最近のビジネスに関するWebや雑誌記事のタイトルを見渡すと、「経営」と「デザイン」というワードが並ぶことを見かける機会がとても多くなっています。ただし、そこでも出てくるワードのほとんどがデザイン思考です。(p201)
「デザイン」も「思考」もそもそも抽象的な概念なので、また日本語はカナ文化のおかげで外来の文物を取り入れる際に抵抗が少ないので、デザイン思考を「デザイン的に思考すること」となんとなく理解できてしまいます。ですが、それは具体的にどういうことか、と聞かれると説明に困る人が大半ではないでしょうか。
本書にも出てくる1つの答えは「デザイナーのごとく考えること」(p118)。
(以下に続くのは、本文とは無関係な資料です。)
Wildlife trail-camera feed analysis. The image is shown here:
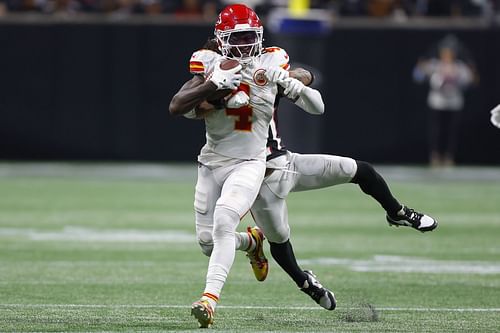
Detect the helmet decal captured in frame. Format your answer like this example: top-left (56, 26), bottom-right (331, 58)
top-left (214, 4), bottom-right (264, 63)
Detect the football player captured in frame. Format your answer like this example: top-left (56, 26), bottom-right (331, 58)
top-left (169, 4), bottom-right (324, 327)
top-left (187, 31), bottom-right (437, 320)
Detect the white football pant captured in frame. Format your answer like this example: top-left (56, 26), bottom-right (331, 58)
top-left (194, 160), bottom-right (266, 296)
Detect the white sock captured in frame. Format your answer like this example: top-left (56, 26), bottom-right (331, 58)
top-left (201, 293), bottom-right (219, 310)
top-left (236, 232), bottom-right (256, 252)
top-left (204, 207), bottom-right (240, 304)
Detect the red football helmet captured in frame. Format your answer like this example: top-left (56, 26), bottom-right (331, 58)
top-left (214, 4), bottom-right (264, 63)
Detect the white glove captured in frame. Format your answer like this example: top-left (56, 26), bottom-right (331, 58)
top-left (265, 66), bottom-right (288, 83)
top-left (490, 104), bottom-right (500, 128)
top-left (209, 61), bottom-right (242, 90)
top-left (226, 90), bottom-right (250, 109)
top-left (280, 77), bottom-right (305, 99)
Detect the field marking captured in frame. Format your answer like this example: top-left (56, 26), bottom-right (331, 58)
top-left (0, 303), bottom-right (500, 312)
top-left (298, 255), bottom-right (500, 274)
top-left (0, 226), bottom-right (196, 244)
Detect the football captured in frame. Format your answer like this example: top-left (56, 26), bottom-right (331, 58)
top-left (220, 59), bottom-right (240, 70)
top-left (207, 59), bottom-right (240, 102)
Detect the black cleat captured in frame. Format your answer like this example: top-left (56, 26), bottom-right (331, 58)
top-left (300, 271), bottom-right (337, 310)
top-left (386, 206), bottom-right (437, 232)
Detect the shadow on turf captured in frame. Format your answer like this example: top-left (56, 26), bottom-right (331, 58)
top-left (342, 303), bottom-right (379, 323)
しかしこれも、ではデザイナーはどのように考えているのか、と突っ込んで考えるとまたわからなくなりそうです。本書はこれらのテーマに対し、例えば終章(第6章)に出てくる「マネジメント態度」と「デザイン態度」のように、一般のビジネスパーソンにもわかる言葉で解説してくれる1冊です。
ただ、この先が職業デザイナー以外には“目からウロコ”なのですが、デザインという概念のとらえ方にも欧州軸のそれとアメリカ軸のそれがあり、双方のデザイナーが物や事を考える際の考え方も変わってくるそう。ちなみに引用で八重樫氏が指摘した「デザイン思考」はアメリカ軸の概念です。
海外の文物・思潮を取り入れるときに日本はどうしてもアメリカ発で取り入れることが多く、その結果、アメリカ的見方がすべてになってしまいがちです。本書3、4章は「デザイン」ないし「デザインする」ことに対する扱いや考え方がアメリカと欧州で違っている理由を双方の成り立ちから説いていますが、自社の商品や事業にデザインの知見を取り入れる際に、両者が別物であることを意識しているビジネスパーソンが日本にどれだけいるか。恥ずかしながら評者も含め、違いがあることすら意識していないケースが大半ではないでしょうか。
これはヨーロピアンブランドとアメリカンブランドはなんとなく雰囲気でわかるというレベルの違いではありません。3章92~94ページにある詳しい説明から、そのことが端的にわかる1節を抜き出してみます。引用文からの引用です。
アメリカではデザインすることは、より多く売ることを意味している。一方、つい最近までイタリアでは、人生に解釈や説明を与えることがデザインだった。(佐藤和子『「時」を生きる イタリア・デザイン』TBSブリタニカ 2001年)
本書によれば、アメリカ軸のデザインの概念はデザインとスタイリングを同一視しています。アメリカが考えるデザインないしデザインすることは、自社の商品がマーケットでプレゼンスを得るための「スタイル」です。色や形を指す狭義のデザインまで含めて、一種の当為性の範疇にあります。
一方で欧州軸のデザインの概念は「企図」「意図」に近い。だから他者による解釈を想定しています。解釈に向けて開かれていると言ってもいい。色や形による狭義のデザインですらも、これから解釈を待つものです。ここにはアメリカ的当為性はありません。
そして、本書の副題――これからの商品は「意味」を考える――が、ここで日本企業につながります。日本ももともと文化的には、事や物に企みと象徴(=記号)と解釈の遊びをこめたがる、「意味の体系」の王国です。本書で提唱される「意味のイノベーション」は丁寧にいえば「商品やサービスが使われることの意味を新しく変えることによるイノベーション」ですが、それこそ日本の得意分野のはず。例えば終章(6章)で紹介される欧州の「アーティスティック・インターベンション」――芸術の力を利用してビジネスにイノベーションを起こす試み――などは、連歌・俳諧における上句と下句の付け合いを思わせられます。
なお本書によると、EUでは現在、デザインを産業施策に活かすにあたり、アメリカ発祥の「デザイン思考」と本書が依拠する欧州発祥の「デザイン・ドリブン・イノベーション」の両輪で取り組んでいるそうです。前者はユーザー観察に始まる特徴からして斬新的イノベーションに向いており、後者は新たな意味の発見を起点にすることから急進的イノベーションが得意なのだそう。となれば、両方備えたEUが一段有利に思えますが、アメリカもEUに対抗すべく、「デザイン思考」の弱点である創造性の補強に向けて、目下スタンフォード大学が提唱元のデザイン事務所と組んで研究を進めているといいますから、予断を許しません。
デザインをめぐる世界の覇権争いが今後どうなるのか。第3の極は現れるのか。日本はどこから参戦すべきか。そんな興味からも読める1冊。勉強になりました。